India’s monetary policy committee (MPC) on Wednesday voted to cut interest rates in response to a steeper-than-expected fall in inflation, and maintained a neutral policy stance. The decision was in line with a Bloomberg poll of economists where a majority of respondents had forecast a 25-basis-point cut in rates.
Four members voted in favour of a 25-basis-point cut, one member voted for a 50-basis-point cut and one voted for status quo.
Following the decision, the benchmark repo rate stands reduced to 6 percent from 6.25 percent earlier. Accordingly, the reverse repo rate has been pegged down to 5.75 percent.
‘Upside Inflation Risks Waned’
“Some of the upside risks to inflation have either reduced or not materialised. Consequently, some space has opened up for monetary policy accommodation, given the dynamics of the output gap,” the policy statement said.
Noting, however, that the trajectory of inflation in the baseline projection is expected to rise from current lows, the MPC decided to keep the policy stance neutral and to watch incoming data. The MPC remains focused on its commitment to keeping headline inflation close to 4 percent on a durable basis.RBI Policy Statement
The rate cut follows a drop in retail inflation to a level below the mandated range of 2-6 percent . Consumer price inflation fell to 1.54 percent in June, driven down by both food prices and softer core inflation. As per the monetary policy framework, the MPC has a mandate to maintain inflation in a band of 4 percent (+/- 2 percent).
To be sure, the MPC does not need to react to one month’s inflation. However, a number of analysts have suggested that recent trends point to a structural decline in inflation.
Excess supply conditions continue to push down prices of pulses and keep those of cereals in check. The MPC will continue monitoring movements in inflation to ascertain if recent soft readings are transient or if a more durable disinflation is underway.
“Inflation expected to rise from current lows going ahead. Farm loan waiver, GST, pay hikes are risks,” RBI Governor Urjit Patel said while addressing the media after the policy announcement.
Projections Unchanged
The central bank made no change in its projections for the current fiscal. The forecast for gross value added growth for the fiscal 2017-18 has been maintained at 7.3 percent.
There is an urgent need to invigorate private investment and remove bottlenecks. Working to resolve large corporate loans.
Growth indicators, which have weakened, added to calls for a rate cut. GDP growth for the March-ended quarter slipped to 6.1 percent. High frequency indicators like growth in core sector industries and the manufacturing purchasing managers’ index have are also pointing to some volatility in the economy.
Policy Rate Transmission
On new lending, the transmission in policy rate has been much stronger, especially in segments where there is high competition, Patel said. The part of the loan portfolio that is tied up on account of base rate the transmission has been slower, he added.

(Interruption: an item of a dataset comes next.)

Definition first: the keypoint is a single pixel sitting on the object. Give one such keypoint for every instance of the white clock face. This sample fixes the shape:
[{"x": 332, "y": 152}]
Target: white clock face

Given the prevailing liquidity scenario, there is scope for banks to reduce lending for those segments that have not gained the benefit.Urjit Patel, RBI Governor
Experience With MCLR Not ‘Entirely Satisfactory’: Viral Acharya
The experience with marginal cost of funds based lending rates has not been “entirely satisfactory,” according to Acharya. The RBI has constituted a study group to determine whether bank lending rate can be linked to market determined benchmarks, he told reporters at the policy press conference. The report will be submitted by September.
The RBI will also introduce final guidelines for triparite repo – is a type of repo transaction where a third entity called a Tri-party Agent will act as an intermediary, Acharya said. This agent will facilitate services like collateral selection, payment and settlement, custody and management. The introduction of tripartite repo was part of the recommendations of the HR Khan committee report on development of corporate bond market.
Market Reaction
Following the policy announcement, the yield on the 6.79 percent 2027 government bond rose 3 basis points to 6.47 percent. The rupee strengthened by 0.6 percent to 63.730 against the dollar. The benchmark Nifty 50, however, extended losses even though the policy decision was along expected lines.